A new admission from the Social Security Trustees has again pushed forward the insolvency date to 2034, and there are many who think this is optimistic. So, if you are under 60 and expect to ride out on an income supplemented by Social Security, you better think twice and invest in technology that will increase you productive (work-span) far into the future.

Posted by: Tom Schaefer at November 28th, 2018 3:07 PM

"Study: What does it mean to be 90 vs 50 years-old?"

Mmm I found the definition chosen somewhat unfortunate (or, to be precise, using a sledge hammer to crack a nut). The study basicaly defines an aging biomarker, and we know that current aging biomarkers are imprecise and unreliable. To make any aging computation by biomarkers more precise and reliable, you must take averages over big populations instead of computing the age of an individual. But then you could simply use the classical definition of aging that uses mortality rates, that is much easier to compute.

Posted by: Antonio at November 28th, 2018 4:08 PM

@Tom Schaefer
There will be readjustments for sure. But the whole concept of or age pensions is based on the fact that old people cannot earn mone enough money.
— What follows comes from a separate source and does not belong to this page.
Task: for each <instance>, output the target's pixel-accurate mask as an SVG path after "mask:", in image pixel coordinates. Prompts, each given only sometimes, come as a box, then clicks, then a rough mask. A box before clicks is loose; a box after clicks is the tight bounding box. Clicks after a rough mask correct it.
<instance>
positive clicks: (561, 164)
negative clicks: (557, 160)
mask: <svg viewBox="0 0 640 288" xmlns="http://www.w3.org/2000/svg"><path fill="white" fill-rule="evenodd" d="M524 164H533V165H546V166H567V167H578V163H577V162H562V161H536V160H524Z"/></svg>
If you're healthy enough then for earning potential is predicated not on the age but the macroeconomic factors and your marketable skill set.

So of the modern medicine can give you 30 more years of morbidity and nothing more then the elderly will need some form of financial assistance. What will be the acceptable taxation rate and lifestyle depends on the society. If you are for a lifestyle of the poorest countries
Then one working person can provide for several retirees. Of course that would bring some perverse incentives but it has nothing to do with anti aging

Posted by: Cuberat at November 28th, 2018 4:24 PM

@Reason, speaking of supporting non-profits, do you how know Giving Tuesday went for SENS? Hopefully they were inundated.